The New York Times stated on August 16 in The Blackout: Political Strategies; Which Party Gets the Blame?: Democratic strategists said the crisis could enable their party to question whether President Bush was adequately safeguarding the nation's energy and economic security and to bring back to center stage his administration's ties to the energy industry. CNNs Susan Lisovicz, speaking August 16 on In The Money said: The costs to the economy for the power blackout are still being tabulated, but initial estimates show New York City may have been hardest hit. Preliminary numbers show the city lost up to $750 million in revenue. Additionally, as much as $40 million in lost tax revenue, as business activity shut down during the outage. And the outage cost the city an estimated $10 million in overtime for emergency workers. And that accounts for just the first 24 hours of the crisis. CNNs Lisa Sylvester said: Because of last week's massive outages, there's now new momentum in Congress to approve a final energy bill that could include drilling in the Alaska Refuge. Democrats want to deal with the current crisis independently. And Bill Hemmer, CNN correspondent on American Morning, September 2 added: A few other topics, Jonathan. Let's tick them off quickly. That blackout last month putting that energy crisis really front and center for a lot of people.

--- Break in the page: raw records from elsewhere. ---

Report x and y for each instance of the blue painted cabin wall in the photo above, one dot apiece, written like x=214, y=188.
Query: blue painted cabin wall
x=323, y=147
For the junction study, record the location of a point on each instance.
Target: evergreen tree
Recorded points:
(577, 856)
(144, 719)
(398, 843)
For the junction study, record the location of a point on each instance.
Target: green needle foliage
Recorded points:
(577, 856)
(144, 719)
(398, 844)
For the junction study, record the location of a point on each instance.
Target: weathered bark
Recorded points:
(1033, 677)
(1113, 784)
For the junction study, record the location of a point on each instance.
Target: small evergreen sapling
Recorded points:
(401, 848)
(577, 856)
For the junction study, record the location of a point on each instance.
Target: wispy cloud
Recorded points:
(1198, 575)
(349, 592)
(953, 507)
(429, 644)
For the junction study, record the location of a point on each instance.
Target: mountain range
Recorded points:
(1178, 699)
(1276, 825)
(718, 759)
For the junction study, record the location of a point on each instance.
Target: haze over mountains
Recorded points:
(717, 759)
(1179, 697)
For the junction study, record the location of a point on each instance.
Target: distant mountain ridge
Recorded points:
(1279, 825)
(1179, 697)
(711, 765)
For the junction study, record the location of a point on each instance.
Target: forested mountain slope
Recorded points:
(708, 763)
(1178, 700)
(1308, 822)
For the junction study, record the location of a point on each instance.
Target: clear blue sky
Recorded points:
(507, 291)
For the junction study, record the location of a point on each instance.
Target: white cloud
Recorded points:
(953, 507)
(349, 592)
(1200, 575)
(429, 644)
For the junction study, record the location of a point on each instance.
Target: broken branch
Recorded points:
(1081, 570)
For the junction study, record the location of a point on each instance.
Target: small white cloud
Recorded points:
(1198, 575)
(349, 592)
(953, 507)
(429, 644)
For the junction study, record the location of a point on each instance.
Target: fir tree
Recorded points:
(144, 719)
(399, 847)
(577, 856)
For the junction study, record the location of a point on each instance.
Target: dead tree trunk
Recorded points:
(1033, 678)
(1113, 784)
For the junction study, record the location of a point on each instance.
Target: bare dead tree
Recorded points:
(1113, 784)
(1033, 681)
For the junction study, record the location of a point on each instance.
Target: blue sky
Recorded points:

But the top of the hype award goes to Aaron Brown on CNN NewsNight, reporting live on the very evening the blackout occurred: Let me just show you briefly a part of New York, a part of New York that many of you are familiar with, but it will look quite different to you. This is Times Square tonight in the heart of Manhattan. On any normal night -- goodness, on any normal day -- there is more light and more electric usage in Times Square than almost anywhere else in the United States.
But not tonight. All of those giant TV screens, all of those news tickers on all of those broadcast facilities that docked Times Square are dark tonight. All of those restaurants that serve the large theater complexes that exist around Broadway and not just a bit off of Times Square dark tonight. Times Square, this great central gathering place in the center of Manhattan, is dark tonight.it's a place where people do come out and mingle on the streets. They would rather, I assume, be sitting in a restaurant tonight than hanging out in Times Square, but that's where they are tonight. But there's no light there for them. There's no light at all. Jim Gilmore is the former governor of Virginia, and he joins us from Washington tonight. He's been thinking about and working on the homeland security aspect of this crisis.
I think crisis is a fair word, isn't it, governor?
For the news media the 2003 blackout was a vehicle to question deregulation, cause to pillory a utility company singled out as the likely culprit and reason to provide a forum for those hoping to pin blame on President Bush and Republicans for the most significant regional loss of electric power in 38 years. In the process a 30 hour blackout came to constitute a crisis of historic, if not epic, proportions. Now Im being hyperbolic, but its catching.